I HAS INTERWEBS BACK!
I found this article on Tumblr and
it has to be the most genius thing I’ve ever read:
http://kateelliottsff.tumblr.com/post/51134366578/the-problem-with-boys-will-be-boys
In short, this little boy goes and
knocks over a little girl’s stack of blocks, his parents say: “Boys will be
boys.” Another boy knocks it over and his mother makes him apologize. A third boy
goes up and asks if he can knock it over, then they knock it over together and
rebuild it together. How cute is that last one? It’s so cute. How cute is the
first? Not cute at all.
I’m sure you’ve all seen this a
thousand times, the “teach men not to rape rather than teaching women to defend
themselves.” Why not both? No one would try to rape someone who just kicked their
ass, but if they hadn’t tried to rape them in the first place, they wouldn’t
have gotten their ass kicked.
Here is the saddest chart in the
world:
In
my first post, I used a picture from the music video of Robin Thicke’s popular
song, where he says: “I know you want it.” How many of you have heard that before? I certainly have. “You want
me, I just have to prove it to you.”
Uh,
no.
Again
– Y U NO UNDERSTAND!?!?! Tanya Horeck wrote an article about the hashtag #AskThicke
that was “for a very public—and
feminist—calling out of misogyny and sexism.” That song is a total rape anthem,
she says, and was actually banned from several universities in the UK.
Who in the blazes would write a song
like that? I’m glad that hashtag was created to call them out. “The Internet is
uniquely qualified as a venue for public shaming,” which I don’t particularly
approve of, but when it comes to bringing issues to light and raising awareness
so we can all do something about, go for it. Tanya also wrote: “But before
getting carried away with the radical potential of digital media, it is vital
not to forget that social networks also promulgate sexually violent discourse
and expand the opportunities to shame and humiliate women.”
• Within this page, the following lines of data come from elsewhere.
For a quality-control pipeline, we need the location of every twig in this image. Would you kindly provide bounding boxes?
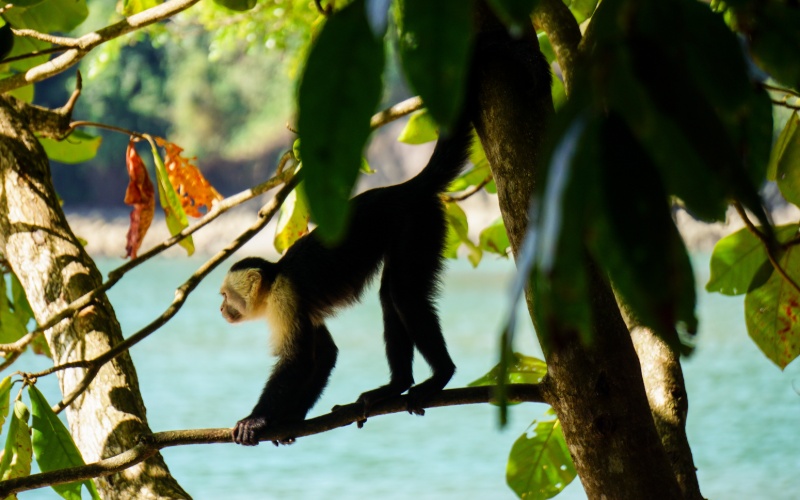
[442,175,493,202]
[31,175,300,413]
[0,384,545,498]
[0,0,199,93]
[369,96,424,130]
[760,82,800,97]
[733,201,800,293]
[0,168,293,356]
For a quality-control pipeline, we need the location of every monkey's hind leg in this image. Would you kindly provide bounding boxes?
[357,270,414,415]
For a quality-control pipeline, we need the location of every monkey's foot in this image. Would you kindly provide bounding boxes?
[231,416,268,446]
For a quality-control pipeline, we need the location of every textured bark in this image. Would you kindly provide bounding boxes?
[631,327,703,500]
[0,98,189,498]
[475,3,681,499]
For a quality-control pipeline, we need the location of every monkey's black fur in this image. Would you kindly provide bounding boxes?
[223,120,471,445]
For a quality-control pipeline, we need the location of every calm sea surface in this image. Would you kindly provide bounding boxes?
[7,257,800,500]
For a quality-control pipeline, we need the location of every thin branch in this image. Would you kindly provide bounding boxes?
[760,82,800,97]
[733,201,800,293]
[442,175,494,202]
[0,0,199,93]
[772,99,800,110]
[369,96,424,130]
[0,384,545,498]
[0,167,293,356]
[31,175,300,413]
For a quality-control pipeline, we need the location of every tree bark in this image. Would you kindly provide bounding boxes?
[474,6,681,499]
[0,98,190,498]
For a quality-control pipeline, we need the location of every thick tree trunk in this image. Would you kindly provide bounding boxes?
[0,98,189,498]
[475,5,681,499]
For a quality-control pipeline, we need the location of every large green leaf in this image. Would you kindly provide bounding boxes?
[0,401,33,481]
[28,385,100,500]
[150,141,194,255]
[397,0,474,130]
[3,0,89,33]
[468,352,547,387]
[706,224,800,295]
[767,112,800,181]
[39,130,103,164]
[771,113,800,206]
[744,245,800,370]
[0,375,11,428]
[506,410,577,500]
[273,184,310,253]
[297,0,384,241]
[397,109,439,144]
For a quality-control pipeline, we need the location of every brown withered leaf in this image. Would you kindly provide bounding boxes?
[125,139,156,259]
[156,137,222,217]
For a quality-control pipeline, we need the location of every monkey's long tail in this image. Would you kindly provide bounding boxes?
[408,113,472,193]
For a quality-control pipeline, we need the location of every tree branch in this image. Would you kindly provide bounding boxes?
[0,384,546,498]
[0,0,199,93]
[29,175,300,413]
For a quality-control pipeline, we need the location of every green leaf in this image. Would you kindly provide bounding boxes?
[214,0,257,12]
[297,0,384,242]
[28,385,99,500]
[273,184,310,253]
[468,352,547,387]
[3,0,89,33]
[0,273,28,344]
[770,113,800,206]
[706,224,800,295]
[397,109,439,144]
[767,111,800,181]
[0,375,11,428]
[117,0,163,17]
[0,401,33,481]
[396,0,474,130]
[506,410,577,500]
[488,0,539,37]
[445,202,483,267]
[478,218,511,257]
[744,245,800,370]
[150,142,194,255]
[39,130,103,164]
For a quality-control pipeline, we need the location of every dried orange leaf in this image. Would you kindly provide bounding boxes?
[156,137,222,217]
[125,140,156,259]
This is not okay. We heard of that
sixteen year old who was sexually assaulted, then pictures of her passed out
were posted online, and people actually imitated the poses themselves with the
hashtag #jadapose. How awful for her. How would you feel if people did that to
you?
“It
is undeniable that digital culture has reconfigured the ways in which we
experience, and respond to, images of sexual violence,” Tanya concludes. We
should be using the Internet for good instead of evil. That is why I started
this blog. I find all of this humiliation and lack of prosecution of rapists horrific.